Some surprises happened here because I expected a bigger seasonality for Rio de Janeiro and not such a big one for Mato Grosso do Sul and Rio Grande do Sul.
Another weird surprise happened in Amazonas, which seem to receive more visitors in the cold months, by a very slight difference.
A key point of this whole work was finding out how the lack of a decent road system in Brazil affects the whole south american continent. The huge difference between visitors on southern states and northern states is easily explained after a few google searches on the quality of roads on northern states. This could be one of the possible answers to the why so many visitors from Bolivia, Venezuela and Colombia come all the way south to Mato Grosso do Sul to enter Brazil by Land.
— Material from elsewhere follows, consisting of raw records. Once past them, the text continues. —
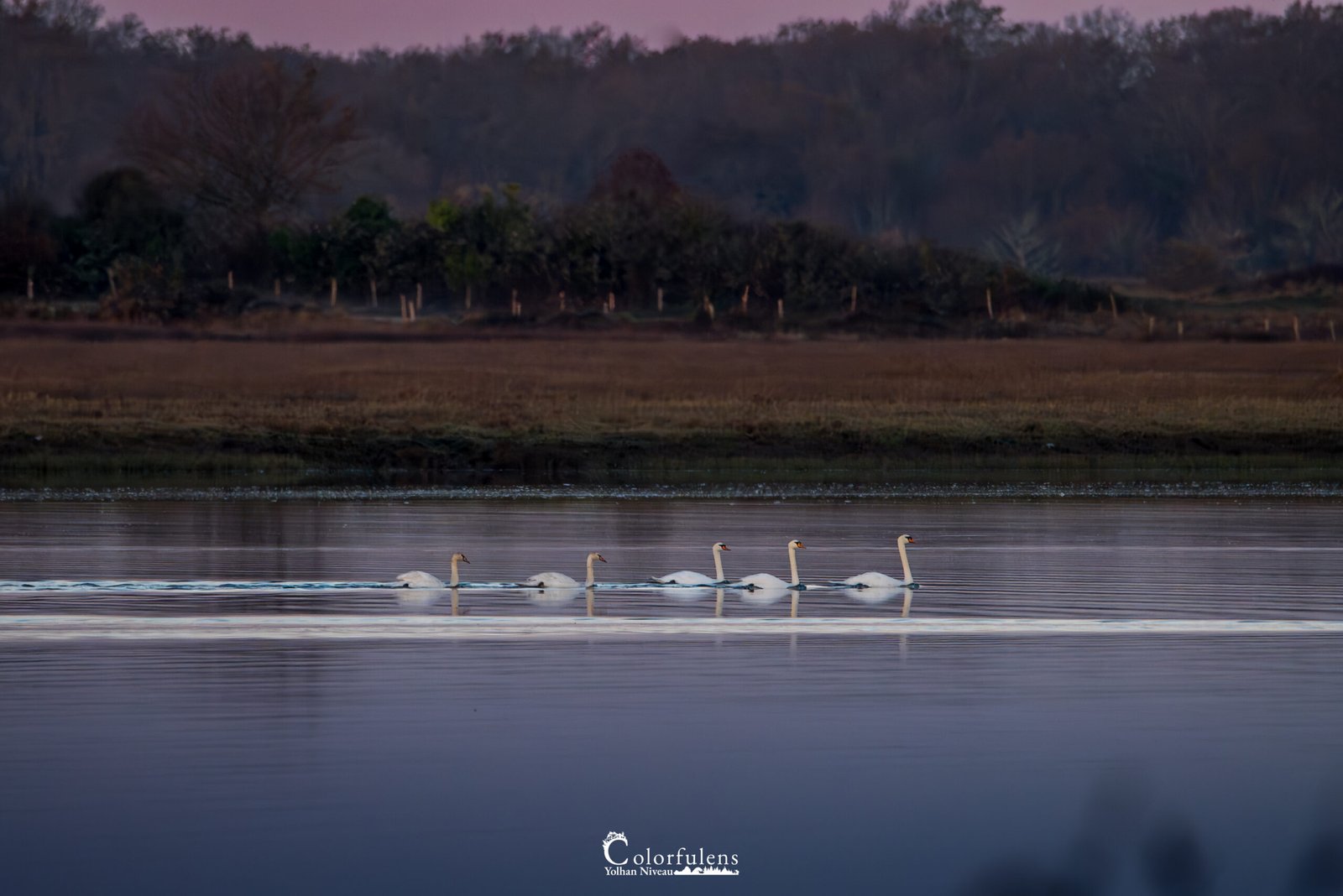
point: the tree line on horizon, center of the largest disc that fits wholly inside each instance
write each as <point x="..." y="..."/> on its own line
<point x="1192" y="152"/>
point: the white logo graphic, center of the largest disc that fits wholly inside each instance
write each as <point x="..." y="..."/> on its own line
<point x="682" y="862"/>
<point x="606" y="847"/>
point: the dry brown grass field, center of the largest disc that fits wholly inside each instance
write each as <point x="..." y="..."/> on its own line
<point x="494" y="401"/>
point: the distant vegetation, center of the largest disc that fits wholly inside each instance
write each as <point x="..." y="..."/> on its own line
<point x="548" y="405"/>
<point x="912" y="168"/>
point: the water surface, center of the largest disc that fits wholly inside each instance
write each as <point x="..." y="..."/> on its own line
<point x="917" y="763"/>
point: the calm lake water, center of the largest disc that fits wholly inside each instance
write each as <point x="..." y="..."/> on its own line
<point x="980" y="763"/>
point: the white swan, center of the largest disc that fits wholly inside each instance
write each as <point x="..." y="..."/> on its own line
<point x="688" y="577"/>
<point x="767" y="581"/>
<point x="423" y="580"/>
<point x="881" y="580"/>
<point x="561" y="580"/>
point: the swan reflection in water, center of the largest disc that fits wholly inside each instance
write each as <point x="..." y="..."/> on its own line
<point x="425" y="597"/>
<point x="559" y="596"/>
<point x="876" y="596"/>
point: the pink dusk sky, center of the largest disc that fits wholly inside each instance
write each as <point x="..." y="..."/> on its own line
<point x="346" y="26"/>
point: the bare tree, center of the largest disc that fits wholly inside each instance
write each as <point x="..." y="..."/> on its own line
<point x="246" y="145"/>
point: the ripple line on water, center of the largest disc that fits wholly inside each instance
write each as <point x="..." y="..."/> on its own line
<point x="73" y="628"/>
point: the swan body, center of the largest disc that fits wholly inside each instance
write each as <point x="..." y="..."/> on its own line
<point x="418" y="578"/>
<point x="766" y="596"/>
<point x="689" y="577"/>
<point x="881" y="580"/>
<point x="561" y="580"/>
<point x="765" y="581"/>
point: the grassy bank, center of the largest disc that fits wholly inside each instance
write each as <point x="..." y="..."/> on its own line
<point x="557" y="405"/>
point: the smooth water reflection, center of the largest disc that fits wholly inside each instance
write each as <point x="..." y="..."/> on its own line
<point x="938" y="763"/>
<point x="828" y="765"/>
<point x="1072" y="558"/>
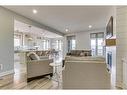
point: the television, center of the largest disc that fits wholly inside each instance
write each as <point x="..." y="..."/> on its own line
<point x="109" y="28"/>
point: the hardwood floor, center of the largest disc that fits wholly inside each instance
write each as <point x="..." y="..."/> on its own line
<point x="18" y="80"/>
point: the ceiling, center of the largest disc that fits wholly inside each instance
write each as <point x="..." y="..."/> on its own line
<point x="75" y="18"/>
<point x="24" y="28"/>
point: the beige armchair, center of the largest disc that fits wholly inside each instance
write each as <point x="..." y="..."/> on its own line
<point x="38" y="68"/>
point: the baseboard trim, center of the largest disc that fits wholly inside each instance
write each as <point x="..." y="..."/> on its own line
<point x="6" y="73"/>
<point x="124" y="85"/>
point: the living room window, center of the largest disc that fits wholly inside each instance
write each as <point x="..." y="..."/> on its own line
<point x="46" y="44"/>
<point x="71" y="43"/>
<point x="97" y="43"/>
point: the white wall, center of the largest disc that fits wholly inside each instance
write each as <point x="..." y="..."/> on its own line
<point x="112" y="48"/>
<point x="121" y="34"/>
<point x="6" y="42"/>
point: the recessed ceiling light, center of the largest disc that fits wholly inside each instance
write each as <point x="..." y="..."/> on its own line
<point x="90" y="26"/>
<point x="34" y="11"/>
<point x="66" y="30"/>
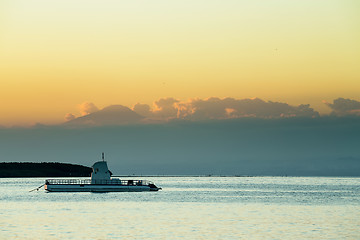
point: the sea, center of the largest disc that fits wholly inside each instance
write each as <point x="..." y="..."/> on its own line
<point x="190" y="207"/>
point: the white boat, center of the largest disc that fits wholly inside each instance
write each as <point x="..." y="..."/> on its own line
<point x="101" y="181"/>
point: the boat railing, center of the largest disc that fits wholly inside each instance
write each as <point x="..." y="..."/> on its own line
<point x="97" y="181"/>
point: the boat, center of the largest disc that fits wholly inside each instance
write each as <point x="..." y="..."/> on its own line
<point x="100" y="181"/>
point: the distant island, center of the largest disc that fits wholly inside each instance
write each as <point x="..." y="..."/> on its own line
<point x="44" y="169"/>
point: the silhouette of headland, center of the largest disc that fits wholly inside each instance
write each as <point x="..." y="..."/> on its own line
<point x="44" y="169"/>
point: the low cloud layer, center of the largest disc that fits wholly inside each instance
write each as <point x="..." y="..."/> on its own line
<point x="342" y="107"/>
<point x="216" y="108"/>
<point x="87" y="108"/>
<point x="166" y="109"/>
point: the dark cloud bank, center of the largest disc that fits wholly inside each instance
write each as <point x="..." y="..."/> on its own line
<point x="300" y="146"/>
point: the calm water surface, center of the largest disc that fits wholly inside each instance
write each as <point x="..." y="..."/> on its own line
<point x="187" y="208"/>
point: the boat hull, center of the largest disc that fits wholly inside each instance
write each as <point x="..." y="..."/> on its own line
<point x="97" y="188"/>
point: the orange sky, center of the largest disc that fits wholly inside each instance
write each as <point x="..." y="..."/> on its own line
<point x="55" y="55"/>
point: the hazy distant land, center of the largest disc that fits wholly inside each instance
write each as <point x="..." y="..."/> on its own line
<point x="44" y="169"/>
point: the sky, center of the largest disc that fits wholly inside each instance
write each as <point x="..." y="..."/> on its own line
<point x="57" y="55"/>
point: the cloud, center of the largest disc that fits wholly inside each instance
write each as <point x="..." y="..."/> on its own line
<point x="216" y="108"/>
<point x="166" y="108"/>
<point x="142" y="109"/>
<point x="109" y="116"/>
<point x="342" y="106"/>
<point x="69" y="117"/>
<point x="87" y="108"/>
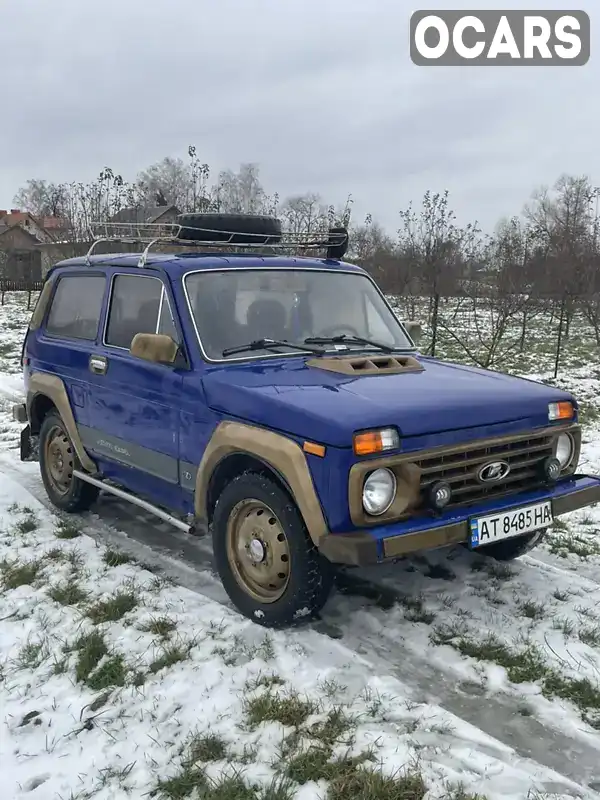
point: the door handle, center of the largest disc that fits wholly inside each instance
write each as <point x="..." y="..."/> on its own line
<point x="98" y="365"/>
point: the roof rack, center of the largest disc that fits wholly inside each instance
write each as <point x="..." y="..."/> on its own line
<point x="332" y="243"/>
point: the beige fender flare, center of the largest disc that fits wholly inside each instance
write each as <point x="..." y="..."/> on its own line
<point x="52" y="387"/>
<point x="277" y="451"/>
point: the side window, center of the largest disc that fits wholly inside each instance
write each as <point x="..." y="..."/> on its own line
<point x="138" y="304"/>
<point x="166" y="324"/>
<point x="76" y="307"/>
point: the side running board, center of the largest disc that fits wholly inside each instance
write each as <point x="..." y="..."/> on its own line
<point x="137" y="501"/>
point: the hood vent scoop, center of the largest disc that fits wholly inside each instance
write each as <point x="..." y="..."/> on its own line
<point x="367" y="365"/>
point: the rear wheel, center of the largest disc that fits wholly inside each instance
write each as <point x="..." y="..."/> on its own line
<point x="58" y="460"/>
<point x="265" y="557"/>
<point x="509" y="549"/>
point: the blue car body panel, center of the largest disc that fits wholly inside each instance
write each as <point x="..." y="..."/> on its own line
<point x="147" y="425"/>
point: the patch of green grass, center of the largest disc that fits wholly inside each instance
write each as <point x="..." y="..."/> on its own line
<point x="316" y="764"/>
<point x="188" y="780"/>
<point x="261" y="681"/>
<point x="114" y="558"/>
<point x="55" y="554"/>
<point x="573" y="544"/>
<point x="31" y="655"/>
<point x="416" y="610"/>
<point x="114" y="608"/>
<point x="565" y="625"/>
<point x="288" y="709"/>
<point x="369" y="785"/>
<point x="26" y="525"/>
<point x="498" y="570"/>
<point x="20" y="574"/>
<point x="68" y="593"/>
<point x="280" y="788"/>
<point x="334" y="729"/>
<point x="91" y="649"/>
<point x="66" y="530"/>
<point x="159" y="626"/>
<point x="582" y="692"/>
<point x="229" y="787"/>
<point x="171" y="655"/>
<point x="590" y="636"/>
<point x="522" y="666"/>
<point x="588" y="414"/>
<point x="207" y="748"/>
<point x="460" y="793"/>
<point x="112" y="672"/>
<point x="532" y="610"/>
<point x="528" y="666"/>
<point x="350" y="778"/>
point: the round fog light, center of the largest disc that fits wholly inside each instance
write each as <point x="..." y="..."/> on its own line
<point x="551" y="469"/>
<point x="440" y="495"/>
<point x="564" y="450"/>
<point x="379" y="491"/>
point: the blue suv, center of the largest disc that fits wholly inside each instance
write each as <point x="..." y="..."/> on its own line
<point x="250" y="384"/>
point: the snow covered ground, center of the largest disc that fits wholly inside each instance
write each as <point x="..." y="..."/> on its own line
<point x="125" y="673"/>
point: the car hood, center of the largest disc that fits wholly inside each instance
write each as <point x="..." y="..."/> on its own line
<point x="328" y="407"/>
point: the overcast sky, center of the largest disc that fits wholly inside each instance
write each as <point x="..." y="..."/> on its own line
<point x="320" y="93"/>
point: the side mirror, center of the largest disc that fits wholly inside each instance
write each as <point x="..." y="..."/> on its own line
<point x="414" y="330"/>
<point x="155" y="347"/>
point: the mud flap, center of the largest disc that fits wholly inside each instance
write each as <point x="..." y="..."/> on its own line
<point x="28" y="446"/>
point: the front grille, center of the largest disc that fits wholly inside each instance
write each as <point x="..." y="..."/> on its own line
<point x="459" y="468"/>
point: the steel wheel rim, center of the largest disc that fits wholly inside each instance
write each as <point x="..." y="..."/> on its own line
<point x="59" y="460"/>
<point x="258" y="551"/>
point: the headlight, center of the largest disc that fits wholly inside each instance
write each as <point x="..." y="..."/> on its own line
<point x="564" y="449"/>
<point x="379" y="491"/>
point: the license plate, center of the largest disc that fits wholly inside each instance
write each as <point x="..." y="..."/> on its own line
<point x="505" y="525"/>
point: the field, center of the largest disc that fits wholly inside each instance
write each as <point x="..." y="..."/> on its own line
<point x="125" y="673"/>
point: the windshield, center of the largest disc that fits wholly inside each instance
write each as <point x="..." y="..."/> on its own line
<point x="235" y="307"/>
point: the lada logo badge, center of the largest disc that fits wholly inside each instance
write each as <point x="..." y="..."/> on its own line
<point x="493" y="472"/>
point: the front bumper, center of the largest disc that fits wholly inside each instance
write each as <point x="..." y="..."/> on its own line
<point x="386" y="542"/>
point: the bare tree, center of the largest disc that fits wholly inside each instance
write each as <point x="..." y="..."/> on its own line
<point x="41" y="198"/>
<point x="563" y="223"/>
<point x="437" y="250"/>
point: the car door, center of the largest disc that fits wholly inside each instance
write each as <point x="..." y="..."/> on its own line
<point x="135" y="404"/>
<point x="63" y="343"/>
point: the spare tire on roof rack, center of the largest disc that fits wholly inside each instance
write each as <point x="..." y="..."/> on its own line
<point x="229" y="228"/>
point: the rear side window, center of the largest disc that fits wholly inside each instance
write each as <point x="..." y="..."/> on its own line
<point x="139" y="304"/>
<point x="76" y="307"/>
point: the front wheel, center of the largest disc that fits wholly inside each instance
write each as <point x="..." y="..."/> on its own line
<point x="509" y="549"/>
<point x="267" y="562"/>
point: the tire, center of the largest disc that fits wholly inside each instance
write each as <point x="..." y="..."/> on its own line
<point x="67" y="493"/>
<point x="254" y="504"/>
<point x="509" y="549"/>
<point x="247" y="228"/>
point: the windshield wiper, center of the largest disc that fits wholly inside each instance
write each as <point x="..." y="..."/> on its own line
<point x="343" y="338"/>
<point x="269" y="344"/>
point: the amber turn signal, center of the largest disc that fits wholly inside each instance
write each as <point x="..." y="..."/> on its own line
<point x="314" y="449"/>
<point x="562" y="410"/>
<point x="369" y="442"/>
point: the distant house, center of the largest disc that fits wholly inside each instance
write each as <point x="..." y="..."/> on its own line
<point x="21" y="234"/>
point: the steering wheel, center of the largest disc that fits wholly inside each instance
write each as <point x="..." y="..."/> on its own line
<point x="339" y="330"/>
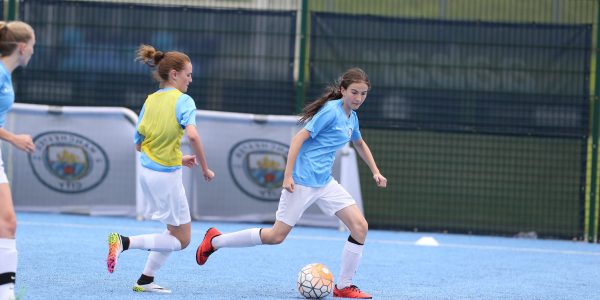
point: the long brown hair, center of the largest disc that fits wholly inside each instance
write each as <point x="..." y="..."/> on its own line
<point x="161" y="62"/>
<point x="12" y="33"/>
<point x="333" y="91"/>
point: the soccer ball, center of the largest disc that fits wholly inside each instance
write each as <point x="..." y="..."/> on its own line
<point x="315" y="281"/>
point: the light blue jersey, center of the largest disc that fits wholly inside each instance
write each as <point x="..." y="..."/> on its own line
<point x="185" y="111"/>
<point x="7" y="94"/>
<point x="330" y="130"/>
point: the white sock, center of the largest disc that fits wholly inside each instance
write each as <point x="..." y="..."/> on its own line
<point x="243" y="238"/>
<point x="350" y="260"/>
<point x="8" y="264"/>
<point x="155" y="262"/>
<point x="161" y="242"/>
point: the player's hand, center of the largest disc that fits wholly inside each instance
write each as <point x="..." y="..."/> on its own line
<point x="380" y="180"/>
<point x="208" y="174"/>
<point x="288" y="184"/>
<point x="24" y="142"/>
<point x="189" y="161"/>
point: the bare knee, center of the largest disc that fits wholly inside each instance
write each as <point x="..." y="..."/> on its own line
<point x="272" y="238"/>
<point x="8" y="226"/>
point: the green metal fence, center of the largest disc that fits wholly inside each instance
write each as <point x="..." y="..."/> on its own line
<point x="482" y="113"/>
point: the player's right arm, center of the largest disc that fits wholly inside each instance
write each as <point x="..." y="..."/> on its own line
<point x="20" y="141"/>
<point x="295" y="145"/>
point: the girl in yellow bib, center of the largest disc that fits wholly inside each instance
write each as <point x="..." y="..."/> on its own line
<point x="165" y="116"/>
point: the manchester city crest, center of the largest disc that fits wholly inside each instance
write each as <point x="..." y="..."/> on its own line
<point x="257" y="168"/>
<point x="67" y="162"/>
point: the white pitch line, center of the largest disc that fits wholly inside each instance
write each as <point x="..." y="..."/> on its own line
<point x="322" y="238"/>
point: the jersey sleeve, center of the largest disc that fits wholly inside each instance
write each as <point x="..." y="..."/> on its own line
<point x="138" y="138"/>
<point x="186" y="111"/>
<point x="320" y="120"/>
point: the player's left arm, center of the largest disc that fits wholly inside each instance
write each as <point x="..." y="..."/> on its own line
<point x="365" y="153"/>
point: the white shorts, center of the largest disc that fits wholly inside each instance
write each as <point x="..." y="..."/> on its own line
<point x="330" y="198"/>
<point x="164" y="197"/>
<point x="3" y="177"/>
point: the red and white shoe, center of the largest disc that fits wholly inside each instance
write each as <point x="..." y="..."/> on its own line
<point x="350" y="292"/>
<point x="206" y="249"/>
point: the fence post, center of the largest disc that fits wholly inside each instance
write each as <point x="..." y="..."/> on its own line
<point x="12" y="10"/>
<point x="300" y="81"/>
<point x="593" y="232"/>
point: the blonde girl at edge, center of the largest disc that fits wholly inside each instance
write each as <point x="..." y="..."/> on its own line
<point x="16" y="47"/>
<point x="165" y="116"/>
<point x="330" y="123"/>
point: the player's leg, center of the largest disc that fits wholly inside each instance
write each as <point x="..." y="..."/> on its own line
<point x="334" y="199"/>
<point x="156" y="259"/>
<point x="353" y="218"/>
<point x="165" y="202"/>
<point x="8" y="249"/>
<point x="290" y="209"/>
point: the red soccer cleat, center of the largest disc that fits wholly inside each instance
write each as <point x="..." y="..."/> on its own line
<point x="350" y="292"/>
<point x="206" y="249"/>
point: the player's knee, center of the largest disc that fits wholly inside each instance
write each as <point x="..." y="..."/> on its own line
<point x="360" y="229"/>
<point x="275" y="239"/>
<point x="8" y="225"/>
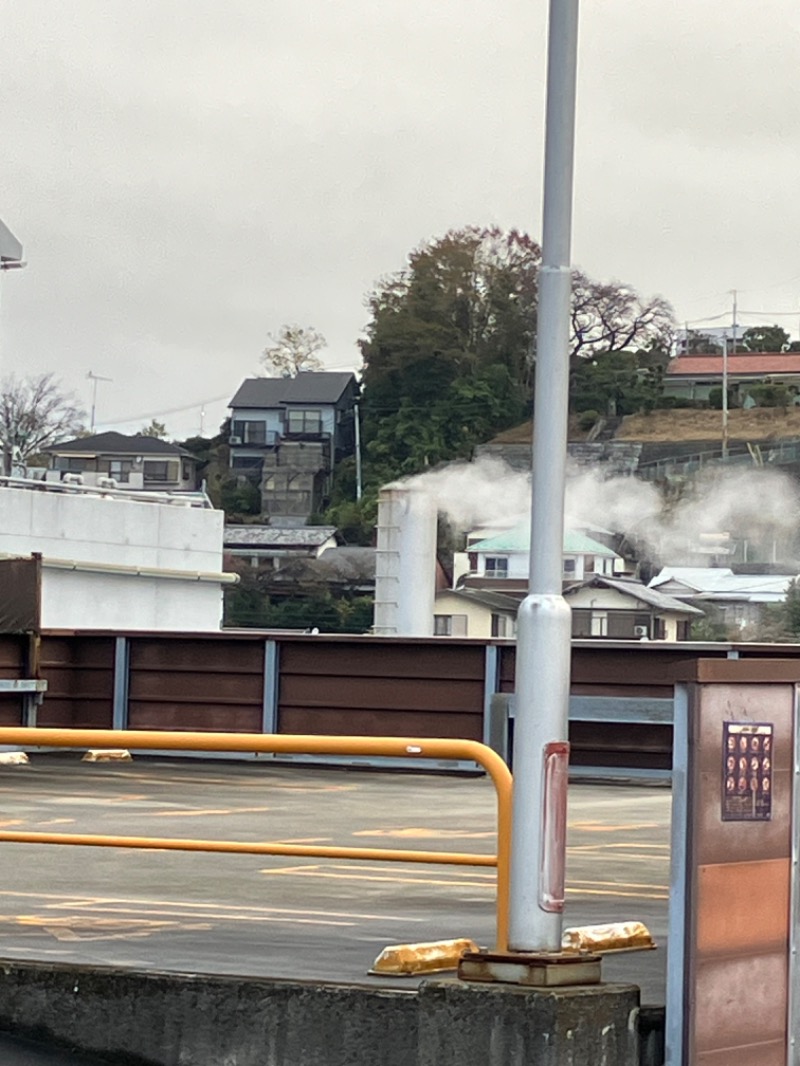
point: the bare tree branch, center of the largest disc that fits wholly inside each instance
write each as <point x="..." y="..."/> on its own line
<point x="34" y="414"/>
<point x="611" y="317"/>
<point x="291" y="350"/>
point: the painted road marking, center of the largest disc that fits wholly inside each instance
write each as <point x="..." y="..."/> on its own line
<point x="186" y="812"/>
<point x="479" y="881"/>
<point x="61" y="901"/>
<point x="83" y="927"/>
<point x="426" y="834"/>
<point x="264" y="785"/>
<point x="600" y="827"/>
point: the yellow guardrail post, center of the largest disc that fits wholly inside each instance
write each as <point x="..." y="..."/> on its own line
<point x="286" y="744"/>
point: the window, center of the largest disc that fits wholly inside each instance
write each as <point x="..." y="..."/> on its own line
<point x="497" y="566"/>
<point x="303" y="421"/>
<point x="250" y="433"/>
<point x="120" y="469"/>
<point x="73" y="466"/>
<point x="160" y="471"/>
<point x="246" y="463"/>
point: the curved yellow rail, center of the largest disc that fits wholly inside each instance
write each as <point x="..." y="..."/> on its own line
<point x="287" y="744"/>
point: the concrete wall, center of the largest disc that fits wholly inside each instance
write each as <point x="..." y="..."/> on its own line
<point x="116" y="532"/>
<point x="195" y="1020"/>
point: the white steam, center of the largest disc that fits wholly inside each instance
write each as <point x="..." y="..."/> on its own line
<point x="757" y="505"/>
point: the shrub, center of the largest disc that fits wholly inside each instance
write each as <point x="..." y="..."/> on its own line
<point x="587" y="419"/>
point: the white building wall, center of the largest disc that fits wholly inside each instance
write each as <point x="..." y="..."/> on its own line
<point x="117" y="532"/>
<point x="405" y="563"/>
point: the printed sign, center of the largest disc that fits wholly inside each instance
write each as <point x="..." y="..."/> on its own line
<point x="747" y="772"/>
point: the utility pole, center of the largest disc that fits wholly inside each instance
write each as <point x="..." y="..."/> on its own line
<point x="95" y="378"/>
<point x="544" y="627"/>
<point x="357" y="427"/>
<point x="724" y="396"/>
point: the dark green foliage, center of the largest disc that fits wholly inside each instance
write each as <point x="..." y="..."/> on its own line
<point x="769" y="394"/>
<point x="709" y="629"/>
<point x="715" y="398"/>
<point x="614" y="383"/>
<point x="447" y="355"/>
<point x="765" y="339"/>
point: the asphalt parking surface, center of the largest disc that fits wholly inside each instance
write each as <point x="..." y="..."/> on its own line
<point x="290" y="918"/>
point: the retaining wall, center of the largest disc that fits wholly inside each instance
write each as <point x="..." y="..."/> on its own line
<point x="168" y="1019"/>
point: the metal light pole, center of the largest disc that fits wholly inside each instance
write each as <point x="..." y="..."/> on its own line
<point x="544" y="620"/>
<point x="95" y="378"/>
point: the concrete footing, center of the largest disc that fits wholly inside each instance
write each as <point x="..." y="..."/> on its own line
<point x="172" y="1019"/>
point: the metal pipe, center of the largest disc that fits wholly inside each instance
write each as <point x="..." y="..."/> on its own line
<point x="544" y="622"/>
<point x="121" y="569"/>
<point x="292" y="744"/>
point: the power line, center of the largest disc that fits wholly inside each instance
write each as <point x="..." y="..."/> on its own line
<point x="171" y="410"/>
Another option involve illegal recreational chemical substances and the largest city of Brazil being Sao Paulo (which places Mato Grosso in the middle), but let´s presume the inocence of our esteemed anonymous visitors who cannot even defend themselves with a nice excuse in this report, right?
Learning how to work with google maps was a bit difficult at first, and to be honest some aspects of it are still a mistery: building routes, getting time estimates, and even if any integration with street view is possible, for an example. But overall it was a rewarding experience.